PHP + MYSQL存储URL,应使用哪种列类型和策略

For a webscraper I will store 5 million+ full urls in a table. I will need to check if the url does not exist in the table very often.

What column type and strategy is best for performance?

  • url with varchar and an index.

Or

  • second char column with an hash ( md5?) and check for that.

Or a completely different strategy ?

Second option. If you need to check if url doesn't exist, then a unique constraint on the hash of the URL is optimal method.

md5, even though dated, is ok for your use case as you have ~5 million rows, it's not likely you'd get a collision.

For the column, use BINARY(16). You can store UNHEX(MD5('your url here')); into BINARY(16), having fixed index length.

md5 is 128 bits, you don't need human-readable representation so you can save the "raw" binary which lets you cut the storage requirements in half - hence BINARY(16) instead of BINARY(32).

The maximum width of an index is 767 bytes - but IIRC there is no upper limit on the size of a URL. This is rather long even for a URL. OTOH, the longer the data, the more work the DBMS has to do in order to compare 2 values.

Hence using a hash is probably not required but will enhance performance.

Some mysql engines support an index type of 'hash' which avoids the need to create a new column (but I don't think this is supported on MyISAM and InnoDB). OTOH recent versions of MySQL (and MariaDB, PerconaDB) support "generated" or virtual columns.
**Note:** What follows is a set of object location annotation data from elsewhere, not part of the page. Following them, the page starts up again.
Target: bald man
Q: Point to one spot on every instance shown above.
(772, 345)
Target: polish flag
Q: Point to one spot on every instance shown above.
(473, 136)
So you don't need to explicitly set the value for the hash when inserting/updating (but you would need to use table.hashed=MD5('$yourURL') in the WHERE clause to allow the DBMS to use the index.

Personally, if it were me, I'd be concerned about indexing the same page twice under different URLs - particularly where the query changes:

 http://www.example.com/?r=32323

and

 http://www.example.com/?r=51515

might refer to different content or may be the same - I'd also consider keeping a hash of the content.